Colombia’s Presidential Election: Not “Too Close to Call” This Time

The just-completed Colombian presidential election took place in two stages. The first round took place on May 30. There were multiple candidates. Since nobody received an outright majority, the top two vote-getters (Juan Manuel Santos at 47 percent and Antanas Monckus at 22 percent) succeeded to the recent run-off ballot, where Santos won by greater than a two-to-one margin.

The voters’ lopsided verdict has huge significance. The victorious Santos is closely identified with outgoing President Alvaro Uribe, having served as his defense minister.

Uribe leaves office immensely popular. He and his team (including Santos) restored a sense of security to everyday life. They regained control of huge swaths of Colombian territory where narco-traffickers, judge-murdering kidnappers, and leftist ideologues terrorizing villages in the name of “social justice” had dominated.

Many Colombians wanted Uribe to serve a third term, and Uribe himself was willing to do so. However, Colombia’s supreme court ruled that the constitutional provision limiting a president to two terms is absolute. Uribe accepted this ruling, demonstrating his respect for the rule of law.

Hopefully, Santos’ clear-cut victory will be accepted by all Colombians and non-Colombians of good will (i.e., all people who aren’t diehard believers in leftist dictatorships). Razor-thin margins of victory can be very unsettling. That was certainly the case in the Colombian presidential election 40 years ago.

I happened to be living in Bogota, Colombia’s capital, then. The establishment choice in 1970 was the Conservative Party’s Misael Pastrana Borrero. Back then, the Liberal and Conservative Parties had an arrangement whereby they would take turns holding single four-year presidential terms.

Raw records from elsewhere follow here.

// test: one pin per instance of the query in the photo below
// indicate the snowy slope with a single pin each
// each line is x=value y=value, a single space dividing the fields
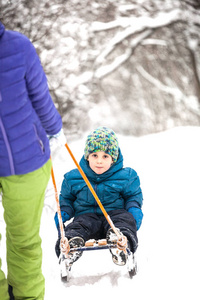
x=168 y=257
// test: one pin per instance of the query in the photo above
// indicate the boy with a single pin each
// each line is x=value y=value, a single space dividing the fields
x=118 y=189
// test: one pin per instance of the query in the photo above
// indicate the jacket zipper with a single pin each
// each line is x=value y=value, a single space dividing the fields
x=10 y=157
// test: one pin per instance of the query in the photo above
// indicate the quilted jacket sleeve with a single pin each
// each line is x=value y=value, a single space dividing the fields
x=38 y=92
x=66 y=199
x=132 y=192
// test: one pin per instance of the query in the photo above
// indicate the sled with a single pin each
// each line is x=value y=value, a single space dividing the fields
x=92 y=245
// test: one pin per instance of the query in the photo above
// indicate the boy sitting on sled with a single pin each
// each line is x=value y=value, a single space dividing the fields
x=118 y=189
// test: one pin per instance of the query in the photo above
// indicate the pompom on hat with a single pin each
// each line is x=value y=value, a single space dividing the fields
x=102 y=139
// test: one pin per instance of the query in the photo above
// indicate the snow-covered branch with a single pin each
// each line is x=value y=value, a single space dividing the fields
x=105 y=70
x=176 y=93
x=134 y=25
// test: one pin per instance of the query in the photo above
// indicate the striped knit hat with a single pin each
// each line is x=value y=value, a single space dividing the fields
x=102 y=139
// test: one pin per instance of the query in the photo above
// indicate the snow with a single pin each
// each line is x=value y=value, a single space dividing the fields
x=168 y=255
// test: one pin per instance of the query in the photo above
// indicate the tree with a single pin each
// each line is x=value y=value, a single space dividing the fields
x=130 y=65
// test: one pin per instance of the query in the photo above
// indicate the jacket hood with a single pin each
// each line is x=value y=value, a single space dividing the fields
x=2 y=29
x=97 y=178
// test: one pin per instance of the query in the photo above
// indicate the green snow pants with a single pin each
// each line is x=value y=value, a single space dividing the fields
x=23 y=200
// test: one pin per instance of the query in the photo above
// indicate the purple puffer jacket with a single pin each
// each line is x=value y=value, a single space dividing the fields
x=27 y=112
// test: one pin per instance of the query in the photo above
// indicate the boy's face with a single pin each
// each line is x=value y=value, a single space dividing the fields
x=99 y=162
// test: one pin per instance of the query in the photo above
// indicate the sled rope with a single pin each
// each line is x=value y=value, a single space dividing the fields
x=64 y=244
x=121 y=238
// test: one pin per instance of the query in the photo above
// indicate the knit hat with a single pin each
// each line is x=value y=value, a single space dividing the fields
x=102 y=139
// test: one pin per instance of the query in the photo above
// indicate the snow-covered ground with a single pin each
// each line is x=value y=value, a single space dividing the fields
x=168 y=255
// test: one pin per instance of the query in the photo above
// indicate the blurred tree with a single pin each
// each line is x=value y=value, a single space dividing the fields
x=130 y=65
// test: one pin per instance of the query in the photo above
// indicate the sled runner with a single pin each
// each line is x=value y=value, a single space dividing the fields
x=77 y=247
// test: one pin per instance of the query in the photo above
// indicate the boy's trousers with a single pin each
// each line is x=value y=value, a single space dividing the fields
x=91 y=226
x=23 y=200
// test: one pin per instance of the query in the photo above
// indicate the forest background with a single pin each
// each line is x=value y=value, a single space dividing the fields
x=131 y=65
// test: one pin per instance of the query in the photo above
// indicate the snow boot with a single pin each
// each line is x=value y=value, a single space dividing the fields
x=119 y=257
x=131 y=264
x=73 y=255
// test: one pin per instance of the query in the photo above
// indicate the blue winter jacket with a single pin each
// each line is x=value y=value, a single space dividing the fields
x=27 y=112
x=117 y=188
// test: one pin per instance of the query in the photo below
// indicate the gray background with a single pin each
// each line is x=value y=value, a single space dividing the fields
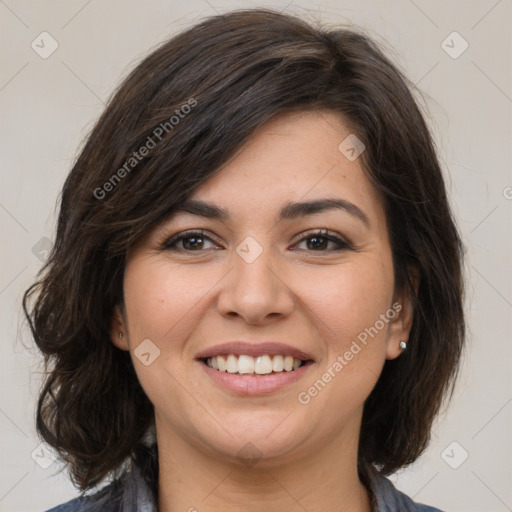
x=48 y=105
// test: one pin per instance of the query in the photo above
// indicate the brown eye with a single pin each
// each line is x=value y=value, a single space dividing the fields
x=319 y=242
x=188 y=241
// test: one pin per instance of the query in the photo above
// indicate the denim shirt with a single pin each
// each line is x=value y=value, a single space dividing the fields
x=133 y=495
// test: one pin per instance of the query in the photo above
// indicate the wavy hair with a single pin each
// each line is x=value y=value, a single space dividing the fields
x=236 y=71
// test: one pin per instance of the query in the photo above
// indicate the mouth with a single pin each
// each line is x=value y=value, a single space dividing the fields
x=248 y=366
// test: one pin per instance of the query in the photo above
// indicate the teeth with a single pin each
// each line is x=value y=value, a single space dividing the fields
x=247 y=365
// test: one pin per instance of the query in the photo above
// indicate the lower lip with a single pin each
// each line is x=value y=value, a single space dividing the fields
x=252 y=385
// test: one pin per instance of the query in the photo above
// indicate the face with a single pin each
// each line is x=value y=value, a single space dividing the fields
x=317 y=279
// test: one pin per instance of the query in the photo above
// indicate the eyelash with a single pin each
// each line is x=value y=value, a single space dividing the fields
x=170 y=243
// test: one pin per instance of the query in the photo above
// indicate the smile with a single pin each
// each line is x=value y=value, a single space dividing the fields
x=254 y=366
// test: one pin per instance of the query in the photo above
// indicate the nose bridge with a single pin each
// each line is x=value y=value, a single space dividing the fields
x=253 y=289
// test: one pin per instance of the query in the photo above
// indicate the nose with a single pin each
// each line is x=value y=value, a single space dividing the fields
x=255 y=291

This arrangement almost blew up in 1970. One of the other three candidates on the ballot was General Gustavo Rojas Pinilla, who had ruled Colombia dictatorially and corruptly in the mid-1950s, before finally being driven from office by popular unrest. Rumors were that Rojas was semi-senile and that the real power was his ambitious daughter Maria, a former senator, who (according to the story told to this young American visitor) allegedly had ordered her bodyguards to open fire on a crowd of spectators at a bullfight for having jeered her.

The early radio broadcasts of the 1970 election returns surprisingly reported Rojas holding a slight lead over Pastrana. The small lead persisted throughout the day. Suddenly, in the early evening, radio and TV broadcasts ceased. A curfew of 7 p.m. was imposed for the next several days. I can recall my youthful foolishness tempting me to break the curfew and spend a night or two (or more?) in a Colombian jail. What a story that would make, right? But having just recently been stupid enough to tempt fate in beautiful Medellin, I actually had enough sense not to take another unnecessary risk.

The next morning, the headline of El Tiempo, Colombia’s dominant newspaper, termed the race “too close to call.” On the second day, Pastrana was said to have a minuscule lead. On the third, the lead had grown, and on the fourth or fifth day, as I recall, Pastrana was officially declared the winner.

Large crowds of Colombians erupted in protest in Bogota. Still painfully short of wisdom, I passed through a couple of these crowds, listening to accusations about CIA involvement and anti-American sentiments. Even though I stood out like a sore thumb (I’m about a head taller than Colombian men and my complexion much fairer), the good people of Bogota left me unmolested, reserving their anger for our government instead of taking it out on a naïve American college kid.

Was the 1970 election stolen? If it wasn’t, it appeared like it was. Was Pastrana’s victory the lesser of two evils? Who knows? A Rojas regime built on a personality cult of father and daughter could have set back Colombian progress by decades. But the revolutionary movements and subsequent guerrilla civil war that arose out of the ashes of the 1970 election also held progress back considerably.

Today, though, having seen how little in the way of peace, justice, and prosperity the rebels have to offer them, the majority of Colombians clearly have shown a preference for their constitutional government.

May the Colombian people’s hopes for peaceful progress be fulfilled, and may President Santos provide wise leadership for the good people of Colombia. And will the Democrats in Washington please finally consummate the free-trade agreement with our vibrantly democratic South American ally?